今、何が一番起こってほしくないかと言えば、それは北朝鮮によるミサイル攻撃である。核ミサイルであろうが通常兵器であろうが、一発のミサイルが(あるいは数十発かもしれない)実際に着弾して死傷者を出すことに対する恐怖感はもちろんある。七十年以上も国土を攻撃される恐怖を味わったことのない社会が、破壊と死に直面するという現実に耐えられるのかどうかとも思ってしまう。

しかし、それ以上に憂鬱になるのは、社会の空気が一気に好戦的なものに変わるだろうという暗い予感である。報復を求めるナショナリズムの噴き上がりが容易に想像される。「日比谷焼き打ち事件」から「満州国成立」といった過去の例を思えば、同じような社会的興奮状態へと沸騰しないという保証はない。そうなったときに、おそらく冷静な対応を求める声はかき消されていくだろう。憲法を改正して自衛隊を国軍とし、報復攻撃せよ。そういう声が大きくなるだろう。右翼の街宣車ががなりたてなくても、SNSの「いいね」や「RT」を通じて誰もがナショナリズムの信奉者に変わっていくだろう。

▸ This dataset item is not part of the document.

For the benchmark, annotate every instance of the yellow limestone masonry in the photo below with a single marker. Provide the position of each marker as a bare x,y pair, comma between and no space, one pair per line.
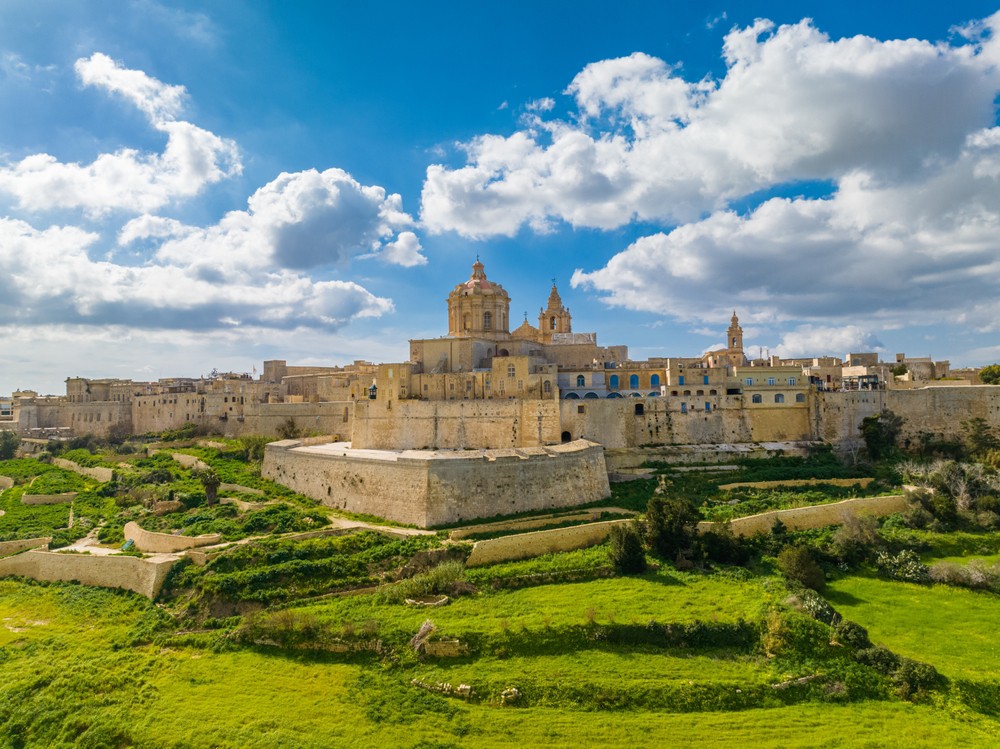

異を唱えるものは「非国民」「敵の回し者」と大炎上どころの話ではないだろう。やられたらやりかえすのが当たり前だろう。報復しないで黙っていろっていうのか。そういう声が支配的な空気を醸成するだろう。だが、そのように声高に言う人間が戦闘に行くわけではない。実際の戦闘で死傷するのは自衛隊員である。そして、戦争という事態になって一番犠牲になるのは「市民」である。イラクでもシリアでも、「市民」が大量に犠牲になった。報復感情というナショナリズムの噴き上がりがもたらすものは、結局「市民」の犠牲と軍需産業の利益増大だけではないか。

戦争を起こさせないための政治・外交こそが第一であるはずだが、戦争したくてうずうずしているどこかの国のリーダーはおそらく違う考えなのだろう。ここまで書いたことが杞憂に終わることを切に祈っている。